Trying to maintain a delicate balance between this opinion and that is necessary … not strictly so we can get along but, more importantly, so we may rediscover – or perhaps find for the first time - our missional voice.  Without that Voice we lose an essential component of our being; that of Messiah who was born not to “rule” – but to serve (“I came not to be served, but to serve”, Mark 10:45).  We have lost our sense of peace because we have lost our sense of self.  Worse than this, perhaps; we have lost our sense of Messiah’s Presence.  And without Christ at the Head, then it's anyone's game.

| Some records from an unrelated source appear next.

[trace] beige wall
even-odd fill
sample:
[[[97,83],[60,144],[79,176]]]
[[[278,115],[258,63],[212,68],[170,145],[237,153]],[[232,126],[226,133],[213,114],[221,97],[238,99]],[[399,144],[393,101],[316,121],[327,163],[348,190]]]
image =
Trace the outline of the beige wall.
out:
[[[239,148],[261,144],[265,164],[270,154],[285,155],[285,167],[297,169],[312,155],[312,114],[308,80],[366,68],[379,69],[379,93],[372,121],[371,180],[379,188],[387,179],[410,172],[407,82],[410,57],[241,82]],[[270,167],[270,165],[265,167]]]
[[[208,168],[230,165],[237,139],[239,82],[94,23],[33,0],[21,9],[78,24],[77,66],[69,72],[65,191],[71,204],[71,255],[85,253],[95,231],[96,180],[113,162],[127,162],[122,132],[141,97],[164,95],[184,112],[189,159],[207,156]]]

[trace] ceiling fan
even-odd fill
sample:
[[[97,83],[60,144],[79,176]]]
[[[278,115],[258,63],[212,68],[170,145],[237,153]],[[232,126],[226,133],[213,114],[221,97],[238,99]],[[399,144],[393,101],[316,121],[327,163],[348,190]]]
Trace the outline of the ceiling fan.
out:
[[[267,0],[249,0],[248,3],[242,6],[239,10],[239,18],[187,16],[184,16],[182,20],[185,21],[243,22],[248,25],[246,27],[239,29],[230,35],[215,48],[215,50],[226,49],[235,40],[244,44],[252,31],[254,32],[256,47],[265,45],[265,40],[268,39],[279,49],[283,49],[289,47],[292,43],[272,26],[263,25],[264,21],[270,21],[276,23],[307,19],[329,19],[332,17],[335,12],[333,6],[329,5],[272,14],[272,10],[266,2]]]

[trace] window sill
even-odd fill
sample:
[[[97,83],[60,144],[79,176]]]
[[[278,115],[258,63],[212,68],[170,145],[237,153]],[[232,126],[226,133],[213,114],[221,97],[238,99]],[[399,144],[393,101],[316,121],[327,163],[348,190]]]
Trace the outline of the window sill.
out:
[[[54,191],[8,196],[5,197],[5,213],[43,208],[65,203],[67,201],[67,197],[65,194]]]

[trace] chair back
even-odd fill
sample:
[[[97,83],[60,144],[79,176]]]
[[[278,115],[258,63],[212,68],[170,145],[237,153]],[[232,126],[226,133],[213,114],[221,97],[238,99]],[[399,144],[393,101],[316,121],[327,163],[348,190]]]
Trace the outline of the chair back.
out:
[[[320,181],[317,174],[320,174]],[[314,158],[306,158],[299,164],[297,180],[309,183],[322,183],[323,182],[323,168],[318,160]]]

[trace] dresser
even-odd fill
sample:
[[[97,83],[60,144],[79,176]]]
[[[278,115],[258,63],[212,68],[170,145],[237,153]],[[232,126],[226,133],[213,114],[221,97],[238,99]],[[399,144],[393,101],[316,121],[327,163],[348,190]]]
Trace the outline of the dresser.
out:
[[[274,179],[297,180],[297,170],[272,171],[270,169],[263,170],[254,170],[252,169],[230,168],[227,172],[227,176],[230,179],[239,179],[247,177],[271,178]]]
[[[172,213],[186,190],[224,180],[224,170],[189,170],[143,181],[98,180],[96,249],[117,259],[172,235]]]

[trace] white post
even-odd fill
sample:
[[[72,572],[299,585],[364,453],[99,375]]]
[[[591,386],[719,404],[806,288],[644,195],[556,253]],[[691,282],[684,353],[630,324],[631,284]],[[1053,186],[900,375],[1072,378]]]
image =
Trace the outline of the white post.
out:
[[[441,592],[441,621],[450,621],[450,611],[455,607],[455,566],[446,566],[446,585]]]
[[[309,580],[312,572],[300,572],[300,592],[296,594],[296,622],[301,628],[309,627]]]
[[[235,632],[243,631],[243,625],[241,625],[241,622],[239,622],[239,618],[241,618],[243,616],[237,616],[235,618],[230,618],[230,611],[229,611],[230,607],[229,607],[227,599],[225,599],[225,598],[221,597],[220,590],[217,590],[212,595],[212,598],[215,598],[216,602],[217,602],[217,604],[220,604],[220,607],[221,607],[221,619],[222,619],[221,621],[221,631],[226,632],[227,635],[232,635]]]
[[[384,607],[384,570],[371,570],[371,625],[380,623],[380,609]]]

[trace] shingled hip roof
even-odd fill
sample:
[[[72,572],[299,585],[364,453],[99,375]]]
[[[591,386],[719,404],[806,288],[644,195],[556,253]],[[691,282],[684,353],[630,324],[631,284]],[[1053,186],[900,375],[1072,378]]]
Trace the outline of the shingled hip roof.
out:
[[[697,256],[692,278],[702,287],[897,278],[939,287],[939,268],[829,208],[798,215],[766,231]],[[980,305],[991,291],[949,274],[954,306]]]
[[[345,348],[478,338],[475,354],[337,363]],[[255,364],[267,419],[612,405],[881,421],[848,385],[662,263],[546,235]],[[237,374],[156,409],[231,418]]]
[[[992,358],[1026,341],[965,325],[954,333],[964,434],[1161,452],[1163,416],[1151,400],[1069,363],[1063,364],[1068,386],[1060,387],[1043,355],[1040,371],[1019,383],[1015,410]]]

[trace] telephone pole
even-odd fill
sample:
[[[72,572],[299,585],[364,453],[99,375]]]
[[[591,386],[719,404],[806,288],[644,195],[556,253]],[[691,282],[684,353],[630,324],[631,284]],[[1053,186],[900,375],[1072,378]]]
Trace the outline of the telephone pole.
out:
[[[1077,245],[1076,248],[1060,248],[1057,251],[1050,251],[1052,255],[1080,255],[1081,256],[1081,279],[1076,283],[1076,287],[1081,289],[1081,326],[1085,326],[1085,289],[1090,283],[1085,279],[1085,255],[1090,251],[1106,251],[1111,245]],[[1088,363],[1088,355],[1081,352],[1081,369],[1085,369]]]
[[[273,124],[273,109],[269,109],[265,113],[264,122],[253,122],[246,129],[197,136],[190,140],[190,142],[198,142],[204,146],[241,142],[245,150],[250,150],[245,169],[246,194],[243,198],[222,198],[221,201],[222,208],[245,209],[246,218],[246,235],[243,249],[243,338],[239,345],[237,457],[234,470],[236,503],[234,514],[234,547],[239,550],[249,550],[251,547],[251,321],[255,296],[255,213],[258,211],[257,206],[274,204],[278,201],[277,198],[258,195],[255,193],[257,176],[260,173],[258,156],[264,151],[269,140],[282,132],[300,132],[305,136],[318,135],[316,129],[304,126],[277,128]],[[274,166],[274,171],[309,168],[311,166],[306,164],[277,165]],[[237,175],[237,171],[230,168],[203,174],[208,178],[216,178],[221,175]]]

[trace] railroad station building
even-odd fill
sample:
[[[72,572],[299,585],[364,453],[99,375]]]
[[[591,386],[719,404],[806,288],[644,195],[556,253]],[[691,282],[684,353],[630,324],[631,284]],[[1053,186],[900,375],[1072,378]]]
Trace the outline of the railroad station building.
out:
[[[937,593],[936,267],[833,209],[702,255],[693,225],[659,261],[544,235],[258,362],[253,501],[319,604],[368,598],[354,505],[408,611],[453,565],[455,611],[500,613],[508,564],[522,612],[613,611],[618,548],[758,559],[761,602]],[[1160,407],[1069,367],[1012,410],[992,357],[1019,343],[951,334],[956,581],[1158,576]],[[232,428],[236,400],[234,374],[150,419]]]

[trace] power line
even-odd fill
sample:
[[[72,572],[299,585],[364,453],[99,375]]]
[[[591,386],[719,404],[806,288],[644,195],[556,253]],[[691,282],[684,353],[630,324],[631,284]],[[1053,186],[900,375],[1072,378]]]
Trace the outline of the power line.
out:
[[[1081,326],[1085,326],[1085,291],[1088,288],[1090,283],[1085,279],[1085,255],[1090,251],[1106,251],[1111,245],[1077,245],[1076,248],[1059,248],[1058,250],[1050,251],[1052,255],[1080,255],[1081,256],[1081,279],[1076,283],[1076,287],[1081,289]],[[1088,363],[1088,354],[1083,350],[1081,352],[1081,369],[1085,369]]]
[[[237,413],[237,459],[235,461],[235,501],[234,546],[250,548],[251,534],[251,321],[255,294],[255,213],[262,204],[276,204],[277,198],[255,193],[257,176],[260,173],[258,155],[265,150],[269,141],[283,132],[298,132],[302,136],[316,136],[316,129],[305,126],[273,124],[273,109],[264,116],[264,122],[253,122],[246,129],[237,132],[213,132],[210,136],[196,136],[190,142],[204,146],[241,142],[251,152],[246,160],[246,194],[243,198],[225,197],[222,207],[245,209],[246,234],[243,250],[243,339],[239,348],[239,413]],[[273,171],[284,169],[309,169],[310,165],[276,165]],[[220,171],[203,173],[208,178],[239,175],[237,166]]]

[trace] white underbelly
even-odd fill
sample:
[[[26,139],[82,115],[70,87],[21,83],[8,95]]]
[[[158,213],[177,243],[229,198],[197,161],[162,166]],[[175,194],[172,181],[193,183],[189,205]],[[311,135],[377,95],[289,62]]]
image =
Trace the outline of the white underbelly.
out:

It is an easy thing to say all we have to do is pray (and we should!), yet an earnest prayer life is very hard for some.  It is not because they do not try hard enough or believe deeply enough, but it may be perhaps because they try too hard.  Like many of our well-intentioned efforts, we put our best foot forward with the firm belief that “this” will work or “that” will work so much so that we will have to add new space to our churches to accommodate all the new folks who will come crashing through our doors - all because "someone" had a great idea!

It’s a nice idea, of course, but our efforts are often misguided because we confuse what we want (even with the best and most noble of intentions: bringing new souls to The Lord) with what The Lord has designated for us to do.  Same with prayer; we often go to The Lord with all our own desires (and sometimes, our demands), but too often we forget that after we search for just the right words to say and put all our energy into finding all the right phrases, trying to get it "just right", we forgot to “be still”.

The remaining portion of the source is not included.